Different MPs' behaviour, then, goes beyond party leadership
domination and points to the effect of other factors. Al-Saqqaf
argues that the main factor influencing MPs in Yemen is the media
[17]. Despite that, 66.4 per cent of the MPs said the media are
not important. The media, however, probably influence MPs
indirectly through influencing parties' election manifestos. Yet,
two other factors are still important in relations between MPs and
their parties. The first is the MPs' personal experiences and
attitudes. The second is the type of the issues raised: the more
the issues are clear and have a direct effect on people, the more
MPs are responsive regardless of their parties' points of view.

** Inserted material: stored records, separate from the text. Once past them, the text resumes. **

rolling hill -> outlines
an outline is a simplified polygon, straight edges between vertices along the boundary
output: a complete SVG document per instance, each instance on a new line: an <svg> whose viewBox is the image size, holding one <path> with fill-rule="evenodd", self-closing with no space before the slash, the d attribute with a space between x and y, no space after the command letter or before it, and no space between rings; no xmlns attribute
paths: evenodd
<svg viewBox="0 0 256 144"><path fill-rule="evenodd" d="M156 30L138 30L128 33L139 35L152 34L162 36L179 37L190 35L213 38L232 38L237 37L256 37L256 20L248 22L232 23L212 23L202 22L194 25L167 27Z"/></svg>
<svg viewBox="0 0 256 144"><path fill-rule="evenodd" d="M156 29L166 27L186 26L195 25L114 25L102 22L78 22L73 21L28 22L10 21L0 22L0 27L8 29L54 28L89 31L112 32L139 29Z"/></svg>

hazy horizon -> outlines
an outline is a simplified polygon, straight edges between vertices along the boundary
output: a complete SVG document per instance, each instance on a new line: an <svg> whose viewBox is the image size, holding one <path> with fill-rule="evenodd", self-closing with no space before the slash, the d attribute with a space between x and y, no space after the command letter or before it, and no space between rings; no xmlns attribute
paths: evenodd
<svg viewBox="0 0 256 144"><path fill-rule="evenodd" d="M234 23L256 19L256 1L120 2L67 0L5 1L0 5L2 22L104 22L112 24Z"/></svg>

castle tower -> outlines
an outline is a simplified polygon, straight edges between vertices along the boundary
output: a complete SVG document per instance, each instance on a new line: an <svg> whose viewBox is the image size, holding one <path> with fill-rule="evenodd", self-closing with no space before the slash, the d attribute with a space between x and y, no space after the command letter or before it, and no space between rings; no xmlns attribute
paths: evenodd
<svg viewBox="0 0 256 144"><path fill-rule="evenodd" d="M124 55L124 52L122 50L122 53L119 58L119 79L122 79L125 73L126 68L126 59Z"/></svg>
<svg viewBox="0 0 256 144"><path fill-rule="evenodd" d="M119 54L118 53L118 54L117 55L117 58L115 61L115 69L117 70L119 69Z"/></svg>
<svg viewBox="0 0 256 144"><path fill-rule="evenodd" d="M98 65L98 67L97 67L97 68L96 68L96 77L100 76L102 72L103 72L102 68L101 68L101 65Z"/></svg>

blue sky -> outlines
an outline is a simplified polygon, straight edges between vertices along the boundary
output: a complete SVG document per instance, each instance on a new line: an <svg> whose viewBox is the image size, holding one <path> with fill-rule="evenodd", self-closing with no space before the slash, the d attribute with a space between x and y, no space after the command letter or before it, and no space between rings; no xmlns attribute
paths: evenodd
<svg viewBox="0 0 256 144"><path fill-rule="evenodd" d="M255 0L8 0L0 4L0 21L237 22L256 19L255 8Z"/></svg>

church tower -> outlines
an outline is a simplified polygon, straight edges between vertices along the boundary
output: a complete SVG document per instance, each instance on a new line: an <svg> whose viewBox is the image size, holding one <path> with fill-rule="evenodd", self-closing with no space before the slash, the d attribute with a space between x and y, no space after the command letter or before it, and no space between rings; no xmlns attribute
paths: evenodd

Nomination is certainly not the exclusive preserve of the party
at the centre. There are no rules or law in Yemen establishing
criteria for nomination. Apart from the YSP, all parties seek
nominees who have the best chance of carrying their
constituencies. The YSP boycotted the 1997 election, making it
difficult to observe changes in its selection, as happened with
the other left-to-centre parties, which modified their criteria
for nomination from loyalty and ideology to the ability of a
nominee to win a constituency. In general, because of the
traditional society based on kinship networks, only 57.7 per cent
of the MPs said they are representing a political party.
Therefore, nomination to a great extent is based on social and
personal characteristics.
Linked to this is the incumbency rate, which was 21 per cent in
the 1993 Parliament and 42 per cent in the 1997 Parliament. The
latter had a higher rate for two reasons. First, most of the MPs
elected to the 1993 Parliament were new because the MPs of the
1990 Parliament were appointed and among them only 12.9 per cent
had been re-elected. The second factor is the absence of the YSP
in 1997 because it boycotted the election, providing a space for
others for re-election. Overall, among the incumbents 42.3 per
cent belonged to the GPC, 25.4 per cent to the YSP, 15.2 per cent
to the Islah, 13.5 per cent were Independents, and 1.8 per cent
for each were from the Ba'ath and Nasserite parties.
For those who were denied re-nomination, it never happened
because of their stand on a policy question. A considerable number
of nominees are chosen at local level because of their status,
which makes parties endorse their nomination. Many MPs also
competed as independents and later different parties competed to
affiliate them. The GPC is the most successful in recruiting
independent MPs because of the privileges it provides as a ruling
party. Weak control over nomination deprives parties of a powerful
instrument for imposing ideology and policy conformity on MPs.